Benim bildiğim, Masonlukta asıl önemli kavram Evrenin Ulu Mimarı. Kimilerinin bunu ille bir de Ulu Yaradan gibi doğrudan dinsel esinlenme oluşturan bir diğer kavramla özdeş gibi tutmalarının gerekçesi anlaşılır ama benimsenebilir, sindirilebilir gibi değil. Güzelim simge kişileştiriliyor.
Ateistlerin mason olamayacağını savunanların örgütlerinde birçok ateist var. Demek ki Masonluğa girebilmek, mason olabilmek için yalan söylemişler. Bu daha mı iyi?

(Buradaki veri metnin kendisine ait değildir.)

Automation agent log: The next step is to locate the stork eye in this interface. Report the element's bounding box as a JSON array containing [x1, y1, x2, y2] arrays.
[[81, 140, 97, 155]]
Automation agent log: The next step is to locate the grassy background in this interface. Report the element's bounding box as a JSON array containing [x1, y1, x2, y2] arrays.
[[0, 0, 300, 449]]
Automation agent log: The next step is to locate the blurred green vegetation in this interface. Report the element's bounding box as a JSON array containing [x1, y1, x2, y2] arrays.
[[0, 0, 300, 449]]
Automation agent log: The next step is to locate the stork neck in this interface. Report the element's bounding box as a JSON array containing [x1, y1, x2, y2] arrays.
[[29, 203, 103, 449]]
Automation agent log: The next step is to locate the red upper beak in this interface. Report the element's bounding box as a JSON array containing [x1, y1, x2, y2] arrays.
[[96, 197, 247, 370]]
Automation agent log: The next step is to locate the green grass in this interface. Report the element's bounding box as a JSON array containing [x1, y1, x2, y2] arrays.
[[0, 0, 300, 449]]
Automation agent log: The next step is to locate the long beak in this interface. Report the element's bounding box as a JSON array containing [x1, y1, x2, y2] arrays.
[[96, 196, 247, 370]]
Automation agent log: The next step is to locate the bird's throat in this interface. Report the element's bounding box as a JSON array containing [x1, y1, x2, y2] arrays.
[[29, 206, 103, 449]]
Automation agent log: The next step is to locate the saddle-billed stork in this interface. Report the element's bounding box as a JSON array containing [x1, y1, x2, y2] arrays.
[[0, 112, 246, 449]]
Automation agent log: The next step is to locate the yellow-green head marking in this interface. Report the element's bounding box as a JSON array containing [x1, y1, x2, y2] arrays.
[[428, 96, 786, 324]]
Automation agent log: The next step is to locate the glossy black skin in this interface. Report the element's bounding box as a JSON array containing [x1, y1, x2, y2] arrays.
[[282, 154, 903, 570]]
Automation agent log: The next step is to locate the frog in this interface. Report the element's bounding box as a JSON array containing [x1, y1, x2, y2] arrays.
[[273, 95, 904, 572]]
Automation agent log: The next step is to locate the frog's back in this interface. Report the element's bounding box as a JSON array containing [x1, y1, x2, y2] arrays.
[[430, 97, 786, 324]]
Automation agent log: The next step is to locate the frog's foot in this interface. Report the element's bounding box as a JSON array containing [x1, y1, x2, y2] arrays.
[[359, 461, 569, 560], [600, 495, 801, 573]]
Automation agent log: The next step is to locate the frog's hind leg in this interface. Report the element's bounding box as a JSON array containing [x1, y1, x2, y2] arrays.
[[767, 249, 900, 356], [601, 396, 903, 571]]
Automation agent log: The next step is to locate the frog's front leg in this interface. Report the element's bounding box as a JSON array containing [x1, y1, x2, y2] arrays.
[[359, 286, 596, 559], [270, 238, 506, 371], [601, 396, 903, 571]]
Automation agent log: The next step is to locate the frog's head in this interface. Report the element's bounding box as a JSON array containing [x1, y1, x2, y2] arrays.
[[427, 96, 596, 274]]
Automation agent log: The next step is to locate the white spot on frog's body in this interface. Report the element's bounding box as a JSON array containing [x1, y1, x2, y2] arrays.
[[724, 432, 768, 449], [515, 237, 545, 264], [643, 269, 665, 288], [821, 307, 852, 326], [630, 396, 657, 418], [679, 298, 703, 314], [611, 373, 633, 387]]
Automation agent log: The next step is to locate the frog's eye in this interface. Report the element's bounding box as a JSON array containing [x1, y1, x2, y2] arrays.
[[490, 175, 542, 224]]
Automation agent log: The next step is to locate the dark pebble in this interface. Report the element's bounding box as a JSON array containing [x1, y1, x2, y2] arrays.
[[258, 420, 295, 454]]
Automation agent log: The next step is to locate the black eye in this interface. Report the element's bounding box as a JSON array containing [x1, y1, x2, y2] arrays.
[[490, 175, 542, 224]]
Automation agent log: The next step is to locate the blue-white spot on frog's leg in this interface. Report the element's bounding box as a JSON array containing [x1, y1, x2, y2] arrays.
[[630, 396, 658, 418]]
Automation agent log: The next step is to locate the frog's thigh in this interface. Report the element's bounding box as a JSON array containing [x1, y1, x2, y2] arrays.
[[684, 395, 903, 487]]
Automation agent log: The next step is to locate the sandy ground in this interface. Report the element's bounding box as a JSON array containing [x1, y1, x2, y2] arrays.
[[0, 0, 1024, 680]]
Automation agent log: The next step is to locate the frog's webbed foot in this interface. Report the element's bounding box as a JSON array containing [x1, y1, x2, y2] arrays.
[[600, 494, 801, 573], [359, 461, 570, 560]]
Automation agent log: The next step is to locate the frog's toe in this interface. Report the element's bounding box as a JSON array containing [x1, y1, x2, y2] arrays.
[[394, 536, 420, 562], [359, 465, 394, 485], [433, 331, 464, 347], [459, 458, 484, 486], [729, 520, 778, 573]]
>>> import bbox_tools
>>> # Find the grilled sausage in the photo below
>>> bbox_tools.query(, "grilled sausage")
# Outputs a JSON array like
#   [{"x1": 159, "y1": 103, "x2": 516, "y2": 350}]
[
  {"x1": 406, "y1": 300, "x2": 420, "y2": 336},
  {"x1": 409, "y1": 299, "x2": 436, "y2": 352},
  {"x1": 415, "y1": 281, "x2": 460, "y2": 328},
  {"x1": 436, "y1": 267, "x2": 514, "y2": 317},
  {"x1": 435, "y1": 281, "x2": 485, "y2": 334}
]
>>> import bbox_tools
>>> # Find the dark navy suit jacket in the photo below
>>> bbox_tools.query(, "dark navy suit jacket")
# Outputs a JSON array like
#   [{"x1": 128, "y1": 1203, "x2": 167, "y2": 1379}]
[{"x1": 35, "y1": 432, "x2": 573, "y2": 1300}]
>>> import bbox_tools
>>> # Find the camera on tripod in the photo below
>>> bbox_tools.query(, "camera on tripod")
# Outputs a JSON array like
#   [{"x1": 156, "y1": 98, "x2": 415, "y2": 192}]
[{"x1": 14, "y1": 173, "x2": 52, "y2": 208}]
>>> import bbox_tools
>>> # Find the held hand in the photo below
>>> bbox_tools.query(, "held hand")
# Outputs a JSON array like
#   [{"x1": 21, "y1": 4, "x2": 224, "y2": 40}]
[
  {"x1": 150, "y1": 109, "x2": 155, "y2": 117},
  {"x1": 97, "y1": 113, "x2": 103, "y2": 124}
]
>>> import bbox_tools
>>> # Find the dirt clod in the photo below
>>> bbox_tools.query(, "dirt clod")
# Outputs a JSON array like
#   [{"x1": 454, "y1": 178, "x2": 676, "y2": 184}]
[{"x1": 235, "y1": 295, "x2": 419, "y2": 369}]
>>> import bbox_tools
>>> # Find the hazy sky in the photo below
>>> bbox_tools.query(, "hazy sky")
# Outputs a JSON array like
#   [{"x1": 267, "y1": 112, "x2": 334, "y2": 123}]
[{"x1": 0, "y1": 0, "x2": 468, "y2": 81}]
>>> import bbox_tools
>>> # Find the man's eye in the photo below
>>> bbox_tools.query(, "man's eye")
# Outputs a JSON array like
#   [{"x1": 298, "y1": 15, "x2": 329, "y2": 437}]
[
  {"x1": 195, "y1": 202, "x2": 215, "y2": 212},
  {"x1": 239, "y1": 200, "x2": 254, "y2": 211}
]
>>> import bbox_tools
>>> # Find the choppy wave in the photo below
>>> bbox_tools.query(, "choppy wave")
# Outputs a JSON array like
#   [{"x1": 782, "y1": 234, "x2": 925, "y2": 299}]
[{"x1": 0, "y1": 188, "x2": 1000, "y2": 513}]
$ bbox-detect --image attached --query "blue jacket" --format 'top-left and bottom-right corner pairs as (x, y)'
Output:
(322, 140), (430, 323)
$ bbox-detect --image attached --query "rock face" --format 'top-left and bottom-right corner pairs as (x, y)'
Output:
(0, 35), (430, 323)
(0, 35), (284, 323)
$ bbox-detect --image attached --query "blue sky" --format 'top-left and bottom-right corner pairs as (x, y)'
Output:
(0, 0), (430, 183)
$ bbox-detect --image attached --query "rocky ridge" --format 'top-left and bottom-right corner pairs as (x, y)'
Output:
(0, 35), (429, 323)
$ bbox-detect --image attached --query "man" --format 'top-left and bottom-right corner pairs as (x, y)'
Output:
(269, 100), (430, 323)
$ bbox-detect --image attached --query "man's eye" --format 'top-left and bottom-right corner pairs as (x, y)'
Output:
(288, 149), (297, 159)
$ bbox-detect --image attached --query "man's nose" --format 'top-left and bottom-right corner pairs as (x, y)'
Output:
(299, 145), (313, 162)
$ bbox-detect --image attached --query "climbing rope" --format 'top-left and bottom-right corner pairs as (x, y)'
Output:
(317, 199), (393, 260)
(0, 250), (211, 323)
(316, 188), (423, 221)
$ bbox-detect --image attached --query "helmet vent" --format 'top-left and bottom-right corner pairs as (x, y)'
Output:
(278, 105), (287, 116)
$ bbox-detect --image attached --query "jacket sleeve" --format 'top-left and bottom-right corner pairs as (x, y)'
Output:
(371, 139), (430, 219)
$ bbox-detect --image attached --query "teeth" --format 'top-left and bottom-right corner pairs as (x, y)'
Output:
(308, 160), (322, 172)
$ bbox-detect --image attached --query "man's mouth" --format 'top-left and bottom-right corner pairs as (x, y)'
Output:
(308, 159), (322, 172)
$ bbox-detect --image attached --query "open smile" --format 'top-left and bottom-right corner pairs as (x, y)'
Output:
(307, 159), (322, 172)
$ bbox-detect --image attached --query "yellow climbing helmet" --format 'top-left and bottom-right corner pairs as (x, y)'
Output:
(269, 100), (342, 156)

Şu sözünü ettiğim anayasada, o hep konu edilmiş birinci yükümlülükte daha 18. yüzyılın ikinci çeyrek başlarında oluşlarına karşın ortaya konmuş çok güzel bir deyiş var. Tamamını değil de anımsayabildiğim kadarıyla anlamını vereceğim: "Her ne kadar masonlar bir zamanlar bulundukları ülkenin dinine uymak zorunda tutulmuşlarsa da şimdi artık onurlu ve dürüst kimseler olmaları öncelikli görülmektedir."
Demek ki Masonlukta öncelikli olan onurlu ve dürüst kişi olmak. (1723 tarihli anayasaya göre öyle; sonrasını bırakalım.) Zaman içinde koşullar değişir; anlayışlar değişir; değer yargıları da değişir. Ancak işte bu değer yargısının aradan geçmiş üç yüz yıla yakın bir sürede pek de değişmemiş olduğu görüşündeyim. Bir masonun onurlu ve dürüst bir kişi olması gerektiğine karşı çıkacak olan var mı? Şöyle diyebilir misiniz: “Ulu Yaradan’a inansın da onurlu ve dürüst olmasa da olur.” Diyemezsiniz. Demezsiniz. İkisini birden öngörürsünüz. O zaman da soru şöyle: Hangisi öncelikli?
Ateist olduğu halde ulu yaradana inanmanın bir ön koşul olduğunun benimsendiği bir mason örgütüne girmiş olan bir kişi onurlu ve dürüst sayılabilir mi?
Elbette bunun yanıtı olacaktır: O kişiler "mason" sayılmaz; sadece yanlışlıkla Masonluğa alınmışlardır.
Oysa belki de o kişilerden kimileri Masonluğun amaçlarının gerçekleşebilmesi doğrultusunda "mason" sayılan kişilerden çok daha yararlı çalışmalarda bulunmaktadır. Masonluğun amaçları mı önemli yoksa ille de şu ateist olmamak koşulu mu?